Mon travail sur les membres traite essentiellement de la gestuelle, qui nous rappelle que le corps est un moyen d’expression en soi, capable de montrer de l’amour, de la crainte, etc. Le corps est aussi récepteur de signaux et nous permet d’être au monde. Cette possibilité expressive du corps est notamment mise en valeur dans mon œuvre par l’utilisation du langage des signes et par la diversité des gestes représentés.  Ces mains tendues vers nous et qui veulent nous passer un message, ces pieds qui s’envolent ne sont pas des simples représentations, ils s’expriment, nous délivrent un message et nous pousse à nous interroger notamment sur la valeur actuelle que nous donnons au corps, lui qui est trop souvent emprisonné dans une invisible géométrie.

« Ce qu’il y a de plus profond dans l’homme c’est la peau » Paul Valery, l’Idée fixe.

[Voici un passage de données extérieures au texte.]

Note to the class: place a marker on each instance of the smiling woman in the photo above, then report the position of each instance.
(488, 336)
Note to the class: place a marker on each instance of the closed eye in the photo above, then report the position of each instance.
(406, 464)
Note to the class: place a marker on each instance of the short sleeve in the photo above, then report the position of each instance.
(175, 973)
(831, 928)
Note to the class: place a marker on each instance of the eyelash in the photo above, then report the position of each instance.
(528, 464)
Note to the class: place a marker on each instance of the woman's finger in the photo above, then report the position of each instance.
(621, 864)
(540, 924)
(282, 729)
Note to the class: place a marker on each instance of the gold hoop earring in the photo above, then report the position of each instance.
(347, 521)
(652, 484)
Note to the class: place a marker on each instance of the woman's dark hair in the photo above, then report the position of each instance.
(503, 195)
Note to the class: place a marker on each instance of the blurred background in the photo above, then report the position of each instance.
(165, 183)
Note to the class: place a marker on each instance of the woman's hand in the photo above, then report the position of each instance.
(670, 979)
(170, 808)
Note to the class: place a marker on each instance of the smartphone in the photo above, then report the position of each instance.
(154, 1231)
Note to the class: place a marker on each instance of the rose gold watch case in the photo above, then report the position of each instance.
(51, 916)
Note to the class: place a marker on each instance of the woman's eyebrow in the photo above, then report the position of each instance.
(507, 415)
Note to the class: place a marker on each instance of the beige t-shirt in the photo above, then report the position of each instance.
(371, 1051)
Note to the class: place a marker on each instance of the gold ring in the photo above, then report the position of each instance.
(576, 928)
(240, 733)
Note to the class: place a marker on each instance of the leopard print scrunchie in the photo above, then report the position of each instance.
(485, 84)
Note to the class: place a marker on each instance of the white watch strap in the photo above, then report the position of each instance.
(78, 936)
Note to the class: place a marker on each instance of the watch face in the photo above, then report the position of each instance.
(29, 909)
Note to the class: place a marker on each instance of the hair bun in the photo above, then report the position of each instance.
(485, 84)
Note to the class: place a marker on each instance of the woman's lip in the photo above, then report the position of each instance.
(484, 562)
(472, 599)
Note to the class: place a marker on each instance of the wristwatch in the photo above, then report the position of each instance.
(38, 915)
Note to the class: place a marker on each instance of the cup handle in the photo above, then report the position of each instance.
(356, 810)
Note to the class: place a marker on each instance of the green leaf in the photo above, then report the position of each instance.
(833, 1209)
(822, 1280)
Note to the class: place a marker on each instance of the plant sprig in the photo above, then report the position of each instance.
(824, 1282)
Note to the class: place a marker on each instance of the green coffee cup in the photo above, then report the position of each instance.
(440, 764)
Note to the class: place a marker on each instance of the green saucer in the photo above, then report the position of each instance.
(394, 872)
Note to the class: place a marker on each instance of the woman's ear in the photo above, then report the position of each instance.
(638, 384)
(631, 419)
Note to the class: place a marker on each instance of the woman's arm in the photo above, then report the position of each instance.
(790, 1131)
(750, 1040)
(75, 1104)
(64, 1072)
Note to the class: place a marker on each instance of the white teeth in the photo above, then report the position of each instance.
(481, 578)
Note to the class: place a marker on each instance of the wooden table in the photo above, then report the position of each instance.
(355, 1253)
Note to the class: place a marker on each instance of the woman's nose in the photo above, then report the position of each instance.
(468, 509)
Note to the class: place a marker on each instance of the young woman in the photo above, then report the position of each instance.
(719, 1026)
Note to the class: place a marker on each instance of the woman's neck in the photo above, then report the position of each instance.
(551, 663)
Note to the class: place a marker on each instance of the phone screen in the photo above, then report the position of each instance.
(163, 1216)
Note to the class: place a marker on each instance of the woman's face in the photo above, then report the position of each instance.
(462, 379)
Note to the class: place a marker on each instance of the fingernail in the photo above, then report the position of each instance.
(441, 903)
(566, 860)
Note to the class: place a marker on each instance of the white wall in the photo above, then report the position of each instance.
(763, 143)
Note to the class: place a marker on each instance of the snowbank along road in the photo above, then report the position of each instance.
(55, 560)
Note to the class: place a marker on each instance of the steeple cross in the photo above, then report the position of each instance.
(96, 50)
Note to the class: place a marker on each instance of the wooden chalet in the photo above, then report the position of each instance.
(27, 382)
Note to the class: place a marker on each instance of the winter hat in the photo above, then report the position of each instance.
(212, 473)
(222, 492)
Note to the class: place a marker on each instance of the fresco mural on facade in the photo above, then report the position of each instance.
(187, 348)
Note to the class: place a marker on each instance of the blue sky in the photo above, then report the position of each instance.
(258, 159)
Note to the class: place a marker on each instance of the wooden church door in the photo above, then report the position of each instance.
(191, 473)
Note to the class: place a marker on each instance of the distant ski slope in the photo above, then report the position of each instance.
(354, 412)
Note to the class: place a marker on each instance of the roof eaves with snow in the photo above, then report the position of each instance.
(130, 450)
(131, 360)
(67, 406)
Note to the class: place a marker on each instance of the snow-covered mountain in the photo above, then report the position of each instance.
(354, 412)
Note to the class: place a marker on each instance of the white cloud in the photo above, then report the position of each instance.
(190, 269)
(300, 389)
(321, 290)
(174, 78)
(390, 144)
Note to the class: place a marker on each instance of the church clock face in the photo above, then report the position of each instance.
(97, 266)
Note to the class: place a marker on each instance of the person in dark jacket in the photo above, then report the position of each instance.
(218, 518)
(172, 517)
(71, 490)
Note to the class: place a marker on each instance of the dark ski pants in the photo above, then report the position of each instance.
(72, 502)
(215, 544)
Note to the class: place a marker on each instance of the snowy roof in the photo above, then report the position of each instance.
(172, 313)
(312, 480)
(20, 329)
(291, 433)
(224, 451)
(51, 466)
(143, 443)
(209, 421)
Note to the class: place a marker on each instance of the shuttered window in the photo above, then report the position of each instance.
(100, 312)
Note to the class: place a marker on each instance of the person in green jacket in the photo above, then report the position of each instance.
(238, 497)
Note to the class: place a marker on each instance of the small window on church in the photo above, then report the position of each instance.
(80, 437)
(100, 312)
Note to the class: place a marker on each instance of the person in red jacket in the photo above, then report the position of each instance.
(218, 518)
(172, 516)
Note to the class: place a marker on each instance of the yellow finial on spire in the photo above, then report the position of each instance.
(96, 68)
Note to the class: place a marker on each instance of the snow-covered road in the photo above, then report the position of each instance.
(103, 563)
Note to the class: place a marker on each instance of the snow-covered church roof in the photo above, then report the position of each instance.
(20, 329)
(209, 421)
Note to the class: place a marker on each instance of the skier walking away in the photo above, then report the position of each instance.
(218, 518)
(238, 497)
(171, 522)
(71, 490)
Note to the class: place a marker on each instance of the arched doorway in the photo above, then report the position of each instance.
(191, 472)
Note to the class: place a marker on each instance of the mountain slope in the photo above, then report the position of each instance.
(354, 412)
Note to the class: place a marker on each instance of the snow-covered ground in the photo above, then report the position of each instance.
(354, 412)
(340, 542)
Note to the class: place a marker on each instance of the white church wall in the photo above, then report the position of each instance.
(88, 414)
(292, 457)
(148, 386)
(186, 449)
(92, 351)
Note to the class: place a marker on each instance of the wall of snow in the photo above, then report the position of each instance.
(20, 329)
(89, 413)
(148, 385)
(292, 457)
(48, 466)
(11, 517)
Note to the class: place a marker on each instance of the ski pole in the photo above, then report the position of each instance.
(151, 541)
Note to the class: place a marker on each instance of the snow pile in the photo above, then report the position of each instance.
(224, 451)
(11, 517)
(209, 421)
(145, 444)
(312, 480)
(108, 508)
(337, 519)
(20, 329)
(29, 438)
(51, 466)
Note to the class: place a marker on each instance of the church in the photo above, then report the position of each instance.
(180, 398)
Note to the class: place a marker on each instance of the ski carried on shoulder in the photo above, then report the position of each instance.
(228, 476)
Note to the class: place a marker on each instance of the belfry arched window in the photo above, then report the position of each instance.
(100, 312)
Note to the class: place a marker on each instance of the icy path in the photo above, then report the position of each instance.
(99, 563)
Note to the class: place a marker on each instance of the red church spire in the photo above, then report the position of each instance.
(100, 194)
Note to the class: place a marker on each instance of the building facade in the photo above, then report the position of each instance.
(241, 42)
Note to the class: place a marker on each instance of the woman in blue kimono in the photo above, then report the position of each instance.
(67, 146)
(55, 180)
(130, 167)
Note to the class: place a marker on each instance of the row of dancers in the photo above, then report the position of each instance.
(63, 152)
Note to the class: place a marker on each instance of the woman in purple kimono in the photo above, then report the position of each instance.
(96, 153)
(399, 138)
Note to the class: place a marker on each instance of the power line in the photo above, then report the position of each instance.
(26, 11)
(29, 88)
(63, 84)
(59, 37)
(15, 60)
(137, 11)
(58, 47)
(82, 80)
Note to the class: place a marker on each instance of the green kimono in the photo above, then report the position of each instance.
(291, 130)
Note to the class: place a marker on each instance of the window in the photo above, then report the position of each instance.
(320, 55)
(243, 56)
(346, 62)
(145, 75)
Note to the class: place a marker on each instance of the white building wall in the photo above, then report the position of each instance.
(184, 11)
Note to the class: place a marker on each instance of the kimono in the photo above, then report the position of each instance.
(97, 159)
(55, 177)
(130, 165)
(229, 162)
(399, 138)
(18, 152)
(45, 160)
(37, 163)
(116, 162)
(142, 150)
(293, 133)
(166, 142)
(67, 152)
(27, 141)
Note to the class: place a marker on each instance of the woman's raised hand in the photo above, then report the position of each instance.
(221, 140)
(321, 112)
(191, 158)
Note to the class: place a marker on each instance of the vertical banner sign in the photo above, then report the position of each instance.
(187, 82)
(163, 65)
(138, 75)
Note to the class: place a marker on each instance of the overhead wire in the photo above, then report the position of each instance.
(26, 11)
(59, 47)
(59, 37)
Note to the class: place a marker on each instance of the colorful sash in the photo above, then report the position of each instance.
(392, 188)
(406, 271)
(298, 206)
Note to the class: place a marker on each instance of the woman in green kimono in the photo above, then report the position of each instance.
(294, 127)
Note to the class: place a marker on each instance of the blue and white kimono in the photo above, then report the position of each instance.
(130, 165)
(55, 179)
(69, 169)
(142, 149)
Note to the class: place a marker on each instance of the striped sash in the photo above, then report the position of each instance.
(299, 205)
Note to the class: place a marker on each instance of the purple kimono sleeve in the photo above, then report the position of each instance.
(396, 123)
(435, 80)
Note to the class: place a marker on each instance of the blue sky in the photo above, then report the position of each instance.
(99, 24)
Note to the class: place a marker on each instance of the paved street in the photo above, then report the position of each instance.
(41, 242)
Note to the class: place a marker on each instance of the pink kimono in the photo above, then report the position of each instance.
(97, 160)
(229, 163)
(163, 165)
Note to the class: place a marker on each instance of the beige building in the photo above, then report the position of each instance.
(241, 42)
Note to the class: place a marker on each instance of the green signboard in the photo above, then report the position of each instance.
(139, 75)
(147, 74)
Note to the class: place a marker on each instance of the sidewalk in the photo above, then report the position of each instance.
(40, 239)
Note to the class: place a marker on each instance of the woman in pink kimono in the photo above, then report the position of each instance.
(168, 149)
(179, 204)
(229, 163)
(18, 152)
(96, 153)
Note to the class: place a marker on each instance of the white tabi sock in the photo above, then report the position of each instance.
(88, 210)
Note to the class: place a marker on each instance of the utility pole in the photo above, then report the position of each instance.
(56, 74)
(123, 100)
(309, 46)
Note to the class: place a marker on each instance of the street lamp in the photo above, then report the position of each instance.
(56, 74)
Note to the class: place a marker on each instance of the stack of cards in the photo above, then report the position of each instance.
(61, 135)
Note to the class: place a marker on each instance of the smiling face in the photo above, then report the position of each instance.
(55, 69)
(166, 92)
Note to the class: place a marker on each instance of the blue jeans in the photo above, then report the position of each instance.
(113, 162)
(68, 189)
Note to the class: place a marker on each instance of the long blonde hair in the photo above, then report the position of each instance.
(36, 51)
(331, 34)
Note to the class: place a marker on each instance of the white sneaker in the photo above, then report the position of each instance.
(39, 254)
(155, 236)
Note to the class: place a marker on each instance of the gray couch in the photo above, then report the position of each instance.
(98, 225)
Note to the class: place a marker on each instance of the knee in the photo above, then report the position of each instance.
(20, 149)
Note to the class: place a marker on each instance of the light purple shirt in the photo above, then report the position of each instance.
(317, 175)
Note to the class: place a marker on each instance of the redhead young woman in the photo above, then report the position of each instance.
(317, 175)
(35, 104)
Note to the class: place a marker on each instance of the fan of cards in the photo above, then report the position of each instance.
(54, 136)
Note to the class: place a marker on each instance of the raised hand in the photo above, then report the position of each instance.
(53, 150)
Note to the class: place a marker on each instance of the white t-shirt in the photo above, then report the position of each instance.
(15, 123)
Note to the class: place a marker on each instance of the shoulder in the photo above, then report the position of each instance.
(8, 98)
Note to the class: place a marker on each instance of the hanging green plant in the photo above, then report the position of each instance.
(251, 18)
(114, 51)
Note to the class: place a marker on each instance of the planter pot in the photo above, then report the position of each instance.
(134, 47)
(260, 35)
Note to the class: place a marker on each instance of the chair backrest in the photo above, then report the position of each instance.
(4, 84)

La peau a le mystère profond de la surface. Elle est un élément déterminant de notre identité. Elle est la limite du corps et joue donc un rôle métaphysique essentiel pour la prise de conscience de soi. Elle peut aussi être notre signature avec par exemple les empreintes digitales. Le tégument nous protège des agressions extérieures. Un écorché vif ne peut avoir aucun contact avec le monde extérieur, la moindre poussière l’agresse. La peau est aussi un récepteur de sensations par l’effleurement, le contact, la pression, la chaleur, le froid… Mais elle peut également être bavarde de par ses couleurs, sa température, ses frémissements ou encore par les séquelles de notre passé qu’elle retient et qui offrent un pan de notre histoire. Toutefois, l’épiderme est aussi un symbole, celui de l’apparence, des jugements portés trop rapidement, des préjugés. Ainsi, en réponse à la pression esthétique de la société, existe trop souvent la volonté de polir la peau. En conséquence, elle devient trop souvent un masque et perd sa capacité d’expression. Par mon travail,  je souhaite donner de la profondeur à notre enveloppe corporelle, lui rendre son relief et sa capacité identitaire
.

L’abîme est en moi.

Mon travail sur notre intérieur porte un intérêt plus particulier aux cellules et aux organes. Il se fait à partir des références venant de travaux biologiques, d’images d’observations au microscope et d’IRM. Je souhaite au travers de ces travaux révéler un univers caché, un monde qui nous échappe mais aussi souvent un espace que nous refusons de voir par détachement personnel mais aussi par dégoût. En effet, l’homme n’a pas connaissance de sa profondeur, l’abîme est en moi et je l’ignore. Ce qui est littéralement notre intimité (étymologiquement intime vient du latin intus qui signifie dedans / à l’intérieur) nous est ignoré. En effet, les représentations actuelles de l’intérieur du corps humain et de ces cellules, qui semblent avoir permis d’accéder au vieux rêve du corps transparent, sont la plupart du temps scientifiques, médicales, c’est-à-dire purement techniques. L’imagerie scientifique est amenée à nous donner une partie du réel invisible sans elle. Elle devient ainsi seule garante de cette réalité d’autant plus qu’elle est couverte par la confiance qu’on accorde d’emblée à ce qui est scientifique. Pourtant elle n’est pas la réalité. En effet, l’imagerie médicale actuelle (IRM par exemple) est soumise à des conventions très strictes visant à la reproductivité de l’image, limitant ainsi les formes de la représentation.  De plus, comprendre le code des fausses couleurs d’une IRM ou interpréter une échographie sont des affaires de spécialistes. Enfin, ce type d’image reste une image comme les autres. C’est-à-dire construite, partielle et dépendante du discours qui l’accompagne. Ainsi cet espace inconnu qui vit en nous ne peut pas n’avoir qu’une représentation limitée à l’imagerie médicale. Il doit être un objet de création artistique, un sujet esthétique. Cet intime nous appartient et un autre discours à son sujet est possible. Ainsi mon travail vise à le ré-enchanter, à contourner le dégoût qu’il peut provoquer pour faciliter son appropriation par tout un chacun et favoriser la réflexion sur une part de nous-mêmes qui est la plupart du temps cachée par les apparences. Beauté, magie et fragilité de notre intérieur. Imaginons un autre univers, le nôtre.